Equilibrium constants
for the associations of 17 diaryliodonium
salts Ar2I+X– with 11 different
Lewis bases (halide ions, carboxylates, p-nitrophenolate,
amines, and tris(p-anisyl)phosphine) have been investigated
by titrations followed by photometric or conductometric methods as
well as by isothermal titration calorimetry (ITC) in acetonitrile
at 20 °C. The resulting set of equilibrium constants K
I covers 6 orders of magnitude and can be expressed
by the linear free-energy relationship lg K
I = s
I LAI + LBI, which characterizes iodonium ions by the Lewis acidity parameter
LAI, as well as the iodonium-specific affinities of Lewis
bases by the Lewis basicity parameter LBI and the susceptibility s
I. Least squares minimization with the definition
LAI = 0 for Ph2I+ and s
I = 1.00 for the benzoate ion provides Lewis acidities
LAI for 17 iodonium ions and Lewis basicities LBI and s
I for 10 Lewis bases. The lack
of a general correlation between the Lewis basicities LBI (with respect to Ar2I+) and LB (with respect
to Ar2CH+) indicates that different factors
control the thermodynamics of Lewis adduct formation for iodonium
ions and carbenium ions. Analysis of temperature-dependent equilibrium
measurements as well as ITC experiments reveal a large entropic contribution
to the observed Gibbs reaction energies for the Lewis adduct formations
from iodonium ions and Lewis bases originating from solvation effects.

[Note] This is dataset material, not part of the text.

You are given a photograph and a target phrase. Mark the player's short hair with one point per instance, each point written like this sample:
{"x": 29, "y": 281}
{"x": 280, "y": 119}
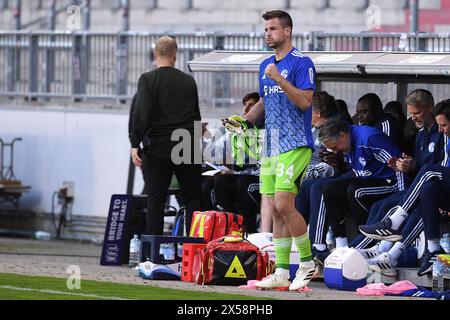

The kinetics of the benzoate transfer from the bis(4-dimethylamino)-substituted
benzhydryl benzoate Ar2CH–OBz to the phenyl(perfluorophenyl)iodonium
ion was found to follow a first-order rate law. The first-order rate
constant k
obs was not affected by the
concentration of Ph(C6F5)I+ indicating
that the benzoate release from Ar2CH–OBz proceeds
via an unassisted S
N1-type mechanism followed
by interception of the released benzoate ions by Ph(C6F5)I+ ions.